Pairwise comparison is the most simple and directly related to the model. For every pair of objects the user specifies, 1 additional pair is known for the model. In other words, 664 unique pairs must be created in order to achieve the optimal amount of information. Some could be said about the transitive property: if a user says Toy Story 1 > Toy Story 2 and Toy Story 2 > Toy Story 3, then one can assume that Toy Story 1 > Toy Story 3. So in reality, the number of unique pairs might be slightly less.

List 

List comparison gives the most information for the least amount of user effort. For every object added to a preference list of n objects, n new pairs are learned. This grows at a rate of (n^2 - n)/2. In a pool of 100 objects, 37 must be ranked to acquire optimal information.

Categorical 

Categorical comparison might make sense to a user. It gathers more information from the user than pairwise, but not as much as in list. In fact, unlike pairwise and list, there is a restricted amount of information the model can learn. In a pool of 100 objects, if the user splits all 100 objects among the three categories, only 3267 pairs can be learned. This is because objects within the same category are unaware of each other (if two movies are in the Medium category, no pairs can be learned between them). For every object added, 2/9n^2 - 1/3n ranking pairs are generated. 55 objects must be ranked to achieve the optimal amount of information.

Use Cases

List

A major tech company is looking to expand by building a second headquarters. They want to know where to build in order to attract the most talent as well as save money with state business incentives.

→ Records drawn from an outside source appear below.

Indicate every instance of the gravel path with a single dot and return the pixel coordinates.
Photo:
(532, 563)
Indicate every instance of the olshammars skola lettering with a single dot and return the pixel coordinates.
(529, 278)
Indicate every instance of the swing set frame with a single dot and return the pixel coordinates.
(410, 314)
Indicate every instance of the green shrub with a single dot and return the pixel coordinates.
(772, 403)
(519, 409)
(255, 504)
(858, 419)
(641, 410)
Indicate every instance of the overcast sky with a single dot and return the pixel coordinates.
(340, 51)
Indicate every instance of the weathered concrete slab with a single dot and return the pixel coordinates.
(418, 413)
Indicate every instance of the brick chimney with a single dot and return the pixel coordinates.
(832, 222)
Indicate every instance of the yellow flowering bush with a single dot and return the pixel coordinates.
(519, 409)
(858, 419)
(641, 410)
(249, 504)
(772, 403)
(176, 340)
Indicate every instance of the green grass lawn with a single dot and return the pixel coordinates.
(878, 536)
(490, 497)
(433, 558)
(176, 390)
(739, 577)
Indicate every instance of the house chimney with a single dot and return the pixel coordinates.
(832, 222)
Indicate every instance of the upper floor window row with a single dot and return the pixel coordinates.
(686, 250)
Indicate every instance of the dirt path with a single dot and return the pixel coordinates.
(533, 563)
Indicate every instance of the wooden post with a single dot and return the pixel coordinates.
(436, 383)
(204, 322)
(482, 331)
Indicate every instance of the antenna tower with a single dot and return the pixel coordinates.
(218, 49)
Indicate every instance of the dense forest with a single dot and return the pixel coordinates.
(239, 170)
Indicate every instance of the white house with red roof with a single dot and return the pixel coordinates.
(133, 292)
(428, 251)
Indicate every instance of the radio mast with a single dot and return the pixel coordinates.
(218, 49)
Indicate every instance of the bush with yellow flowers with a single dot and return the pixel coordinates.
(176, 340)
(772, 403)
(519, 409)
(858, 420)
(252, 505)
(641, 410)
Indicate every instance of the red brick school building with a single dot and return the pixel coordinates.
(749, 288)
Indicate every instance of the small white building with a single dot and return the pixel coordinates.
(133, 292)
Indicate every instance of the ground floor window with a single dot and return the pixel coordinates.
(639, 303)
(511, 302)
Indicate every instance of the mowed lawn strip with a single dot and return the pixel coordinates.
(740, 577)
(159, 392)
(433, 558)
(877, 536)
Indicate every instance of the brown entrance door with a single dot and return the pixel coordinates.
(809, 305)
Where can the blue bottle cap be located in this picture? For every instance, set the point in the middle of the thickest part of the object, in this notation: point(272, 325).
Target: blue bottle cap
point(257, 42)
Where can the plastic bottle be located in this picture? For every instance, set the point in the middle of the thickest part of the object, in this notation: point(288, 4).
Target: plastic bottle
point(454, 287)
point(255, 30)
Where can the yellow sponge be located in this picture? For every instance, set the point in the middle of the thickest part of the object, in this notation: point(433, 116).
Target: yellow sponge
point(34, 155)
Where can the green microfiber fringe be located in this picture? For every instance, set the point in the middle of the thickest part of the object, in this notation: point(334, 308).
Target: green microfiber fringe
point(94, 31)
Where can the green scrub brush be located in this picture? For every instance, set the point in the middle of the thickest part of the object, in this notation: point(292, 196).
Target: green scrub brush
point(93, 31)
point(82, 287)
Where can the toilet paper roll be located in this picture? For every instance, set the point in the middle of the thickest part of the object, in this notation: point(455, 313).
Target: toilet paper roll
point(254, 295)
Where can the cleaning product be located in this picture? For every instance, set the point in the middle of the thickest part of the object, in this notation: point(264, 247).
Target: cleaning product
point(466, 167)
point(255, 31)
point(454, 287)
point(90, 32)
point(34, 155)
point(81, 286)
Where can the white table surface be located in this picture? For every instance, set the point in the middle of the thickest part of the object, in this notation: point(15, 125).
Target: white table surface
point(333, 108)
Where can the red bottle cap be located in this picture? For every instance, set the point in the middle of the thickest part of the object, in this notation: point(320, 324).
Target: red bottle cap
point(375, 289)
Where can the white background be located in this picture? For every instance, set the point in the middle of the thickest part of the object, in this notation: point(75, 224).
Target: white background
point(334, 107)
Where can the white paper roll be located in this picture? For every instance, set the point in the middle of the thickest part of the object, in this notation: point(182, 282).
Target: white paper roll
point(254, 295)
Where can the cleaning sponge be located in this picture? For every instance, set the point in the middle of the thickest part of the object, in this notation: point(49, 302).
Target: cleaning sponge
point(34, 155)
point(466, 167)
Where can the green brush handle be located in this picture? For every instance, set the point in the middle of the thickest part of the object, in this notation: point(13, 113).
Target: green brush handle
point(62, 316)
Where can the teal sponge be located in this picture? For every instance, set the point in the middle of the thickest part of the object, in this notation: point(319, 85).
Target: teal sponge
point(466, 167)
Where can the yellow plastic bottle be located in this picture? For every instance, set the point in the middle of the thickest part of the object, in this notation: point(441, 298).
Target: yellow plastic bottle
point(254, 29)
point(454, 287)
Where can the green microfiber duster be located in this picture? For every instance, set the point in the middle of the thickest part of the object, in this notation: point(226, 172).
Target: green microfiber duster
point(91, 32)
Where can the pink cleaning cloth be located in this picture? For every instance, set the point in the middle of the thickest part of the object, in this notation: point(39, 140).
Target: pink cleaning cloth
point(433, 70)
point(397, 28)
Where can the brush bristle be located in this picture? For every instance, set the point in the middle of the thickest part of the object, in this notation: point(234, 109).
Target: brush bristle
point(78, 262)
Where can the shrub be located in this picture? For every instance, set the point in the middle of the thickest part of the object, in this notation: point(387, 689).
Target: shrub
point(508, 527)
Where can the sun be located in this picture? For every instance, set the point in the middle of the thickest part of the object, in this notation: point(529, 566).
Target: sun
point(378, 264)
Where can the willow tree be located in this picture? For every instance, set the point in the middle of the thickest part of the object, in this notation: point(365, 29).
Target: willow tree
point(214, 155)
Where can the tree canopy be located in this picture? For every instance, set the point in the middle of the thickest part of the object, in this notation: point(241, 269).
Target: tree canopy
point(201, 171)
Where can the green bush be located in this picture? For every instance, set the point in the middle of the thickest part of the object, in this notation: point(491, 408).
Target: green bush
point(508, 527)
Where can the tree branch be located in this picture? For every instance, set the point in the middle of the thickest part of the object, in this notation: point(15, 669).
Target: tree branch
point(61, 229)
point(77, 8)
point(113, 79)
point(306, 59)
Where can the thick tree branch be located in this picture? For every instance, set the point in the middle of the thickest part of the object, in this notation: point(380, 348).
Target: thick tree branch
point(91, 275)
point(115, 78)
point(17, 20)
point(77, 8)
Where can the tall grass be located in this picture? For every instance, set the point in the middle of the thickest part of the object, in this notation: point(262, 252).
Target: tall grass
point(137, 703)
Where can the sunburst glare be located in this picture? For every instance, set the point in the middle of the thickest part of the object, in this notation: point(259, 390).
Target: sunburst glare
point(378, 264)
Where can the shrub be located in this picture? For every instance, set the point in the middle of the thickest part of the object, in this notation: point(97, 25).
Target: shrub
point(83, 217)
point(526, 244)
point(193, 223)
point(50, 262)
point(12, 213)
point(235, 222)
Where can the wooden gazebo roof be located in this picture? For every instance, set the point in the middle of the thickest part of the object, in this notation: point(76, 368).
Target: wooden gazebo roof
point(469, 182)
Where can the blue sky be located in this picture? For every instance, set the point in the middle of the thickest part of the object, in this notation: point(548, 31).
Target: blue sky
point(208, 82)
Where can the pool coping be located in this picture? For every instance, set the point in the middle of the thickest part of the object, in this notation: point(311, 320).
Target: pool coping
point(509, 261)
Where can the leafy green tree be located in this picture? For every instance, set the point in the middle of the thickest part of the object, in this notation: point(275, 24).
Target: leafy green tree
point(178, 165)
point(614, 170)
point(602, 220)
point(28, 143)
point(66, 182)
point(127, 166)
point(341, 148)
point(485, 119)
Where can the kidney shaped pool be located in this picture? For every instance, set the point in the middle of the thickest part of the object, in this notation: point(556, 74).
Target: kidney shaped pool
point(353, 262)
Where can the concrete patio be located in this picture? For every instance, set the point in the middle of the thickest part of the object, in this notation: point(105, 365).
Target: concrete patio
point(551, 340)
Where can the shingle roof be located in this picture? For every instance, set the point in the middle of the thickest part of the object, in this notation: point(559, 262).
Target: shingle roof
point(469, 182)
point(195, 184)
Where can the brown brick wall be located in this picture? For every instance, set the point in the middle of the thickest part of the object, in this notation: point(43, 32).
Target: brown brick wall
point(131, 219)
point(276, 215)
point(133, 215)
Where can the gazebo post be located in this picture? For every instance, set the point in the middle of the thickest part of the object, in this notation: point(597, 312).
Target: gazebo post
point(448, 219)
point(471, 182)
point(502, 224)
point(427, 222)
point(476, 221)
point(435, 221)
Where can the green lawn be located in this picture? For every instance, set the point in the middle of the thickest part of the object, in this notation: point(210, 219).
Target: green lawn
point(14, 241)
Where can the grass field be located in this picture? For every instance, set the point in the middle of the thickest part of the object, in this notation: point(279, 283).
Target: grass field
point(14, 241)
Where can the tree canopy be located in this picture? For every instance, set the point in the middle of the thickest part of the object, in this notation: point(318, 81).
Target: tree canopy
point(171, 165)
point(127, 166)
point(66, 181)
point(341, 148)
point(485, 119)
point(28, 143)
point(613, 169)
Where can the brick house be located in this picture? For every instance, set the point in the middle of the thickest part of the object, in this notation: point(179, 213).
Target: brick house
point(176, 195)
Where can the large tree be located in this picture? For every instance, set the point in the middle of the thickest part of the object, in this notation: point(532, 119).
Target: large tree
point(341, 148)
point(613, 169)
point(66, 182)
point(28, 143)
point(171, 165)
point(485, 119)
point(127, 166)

They use a publicly available dataset with information as to the number of tech employees, the average starting salary, as well as state tax rates and estimated discount rate for businesses. They use RanKit to input the top states in the US according to number of tech companies. When they calculate their rank, they notice that average starting salary is heavily weighted in the model and that border states are ranked higher than mid-country states.

Categorical

Beth is a high school junior with plans to attend college. She is trying to decide where to apply. She has had the opportunity to tour several schools around her hometown and feels confident making judgments on them. Beth uses the publicly available Scorecard dataset that contains diverse attributes about colleges across the US. She knows she really liked some of the colleges in her area, felt some were ok, and despised others. She ranks these colleges into the high, medium, and low categories using the Categorical view tool. When she clicks "Rank!" she finds that a major predictor of her preferences was the number of undergraduates. Upon further reflection, she decides that number of students doesn't really matter to her. She remembers a smaller university that she forgot to add to the ranking that she really liked, so she returns to the build view to add more preferences. The build view suggests several universities that would help the quality of the ranking for which Beth could add more information. Beth chooses to research these colleges in more depth to form her opinion.

Pairwise

Carl is an active member on a fantasy football league. He wants to make targeted predictions as to which team will be most successful over the season. He uses the Pairwise view on RanKit with a dataset on post-game statistics to encode which teams won and lost over the last week.